Griffith himself uses the bonobos as an example of what our proto-human ancestors may have been like, yet he evades the erotic nature of their behaviour. They spend a lot of their time rubbing genitals with other members of the troop, irrespective of gender, age or, in most cases, relatedness. To me this suggests that the erotic played a major part in our ancestor’s lives and may have been inseparable from their social integrativeness. The pleasure principle is at the root of our behaviour. Why would we not live lovingly and cooperatively in a society which, in return, delivered a steady diet of sexual pleasure?

So what changed things? I’ve already talked about the origin of idealism and how it opened a psychological divide between men and women.

Women would initially have tried to use sex, which had always been a binding force in the group, to pacify and re-socialise the increasingly aggressive men. But eventually, as the men became more competitive and egotistical in response to the newly growing idealism’s criticism of them, the sexual favours of the women would have been a source of conflict. To keep the peace, pair-bonding was initiated, and thus began the need for sexual repression.

This process increased as societies tended to become more and more patriarchal and hierarchical. The most armoured men, thus those most addicted to controlling others, rose to the top of the hierarchies. These individuals would often make sure their own sexual desires were satisfied, but they recognised that, without sexual repression (and particularly the repression of female sexuality), their hierarchical power structures could be undermined. The erotic is anarchic.

Lust is the increase in sexual desire which occurs because of repression. So the argument that repression is needed to combat lust just doesn't add up.

What is “fucked” during sex? If we are angry, what are we angry at? It isn’t “innocence” as Griffith claims. It is the ideology of repression. We’ve been told that sex is inherently “sinful”. It is that against which we rebel.

It’s important to consider cultural context when sorting out the wheat from the chaff of philosophical texts. Plato and the writers of the Old Testament were members of patriarchal hierarchical societies. Ancient Greece was less sexually repressed than the culture which gave rise to the Blble, which may be related to the fact that it was such a rich artistic and intellectual society. You can’t repress sexuality without impeding your ability to think and imagine freely. But Plato and the authors of The Old Testament were also idealists. They were virulent purveyors of that disease.

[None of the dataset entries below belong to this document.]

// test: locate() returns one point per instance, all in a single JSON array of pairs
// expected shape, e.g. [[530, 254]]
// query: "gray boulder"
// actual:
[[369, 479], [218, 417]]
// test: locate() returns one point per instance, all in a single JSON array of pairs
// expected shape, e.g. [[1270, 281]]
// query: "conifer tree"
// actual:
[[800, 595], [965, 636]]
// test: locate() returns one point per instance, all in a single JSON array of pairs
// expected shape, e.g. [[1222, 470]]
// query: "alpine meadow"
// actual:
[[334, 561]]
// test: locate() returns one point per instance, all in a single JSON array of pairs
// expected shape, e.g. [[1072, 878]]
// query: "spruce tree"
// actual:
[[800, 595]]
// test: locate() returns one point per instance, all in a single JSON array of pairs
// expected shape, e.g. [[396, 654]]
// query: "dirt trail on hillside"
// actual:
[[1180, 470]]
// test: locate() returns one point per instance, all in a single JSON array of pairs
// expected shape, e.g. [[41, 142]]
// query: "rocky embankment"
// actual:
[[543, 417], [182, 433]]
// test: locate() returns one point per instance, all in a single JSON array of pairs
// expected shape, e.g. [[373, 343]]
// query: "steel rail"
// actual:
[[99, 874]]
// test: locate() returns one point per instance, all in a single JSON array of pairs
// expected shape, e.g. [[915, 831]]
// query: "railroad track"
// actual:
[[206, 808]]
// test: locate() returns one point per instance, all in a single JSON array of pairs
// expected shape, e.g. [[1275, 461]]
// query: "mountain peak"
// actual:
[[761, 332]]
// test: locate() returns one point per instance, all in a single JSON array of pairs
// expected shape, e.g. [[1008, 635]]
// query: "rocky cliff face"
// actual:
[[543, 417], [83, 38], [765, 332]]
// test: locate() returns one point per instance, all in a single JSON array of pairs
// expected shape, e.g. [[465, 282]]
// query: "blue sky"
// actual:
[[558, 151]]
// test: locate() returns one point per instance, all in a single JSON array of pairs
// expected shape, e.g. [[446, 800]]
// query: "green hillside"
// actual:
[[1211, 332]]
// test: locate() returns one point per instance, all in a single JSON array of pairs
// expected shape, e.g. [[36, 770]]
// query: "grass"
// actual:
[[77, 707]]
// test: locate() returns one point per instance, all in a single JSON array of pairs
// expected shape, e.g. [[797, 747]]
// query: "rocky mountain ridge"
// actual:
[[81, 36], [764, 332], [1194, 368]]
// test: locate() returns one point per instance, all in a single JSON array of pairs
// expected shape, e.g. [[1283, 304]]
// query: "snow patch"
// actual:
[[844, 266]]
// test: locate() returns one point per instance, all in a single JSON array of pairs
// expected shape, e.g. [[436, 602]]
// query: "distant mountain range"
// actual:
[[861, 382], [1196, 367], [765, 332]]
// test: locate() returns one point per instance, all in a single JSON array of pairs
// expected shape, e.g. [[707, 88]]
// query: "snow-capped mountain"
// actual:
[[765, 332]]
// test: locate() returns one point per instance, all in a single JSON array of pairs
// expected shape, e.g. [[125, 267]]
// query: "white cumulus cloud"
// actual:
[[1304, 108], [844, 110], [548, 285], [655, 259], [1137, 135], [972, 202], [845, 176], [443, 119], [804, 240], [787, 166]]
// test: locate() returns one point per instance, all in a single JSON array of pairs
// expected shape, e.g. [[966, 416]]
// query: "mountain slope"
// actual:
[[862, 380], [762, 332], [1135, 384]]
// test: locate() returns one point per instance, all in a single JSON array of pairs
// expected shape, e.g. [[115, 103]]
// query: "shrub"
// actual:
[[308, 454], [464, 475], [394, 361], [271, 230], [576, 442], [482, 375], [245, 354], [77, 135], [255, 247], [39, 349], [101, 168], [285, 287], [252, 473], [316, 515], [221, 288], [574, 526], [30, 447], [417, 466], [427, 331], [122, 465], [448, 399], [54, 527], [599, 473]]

As Wilhelm Reich pointed out, character armour blocks and perverts the natural health-giving erotic impulses, and the armoured individual is afraid of those impulses which threaten to undermine that protective armour. Of course, sex can be used against someone else - rape and sexual exploitation - but these are not expressions of the erotic. Neither is the sex object armour an expression of the erotic. Like non-sexual forms of love, the erotic is something we can surrender to when we feel safe enough to put aside our armour.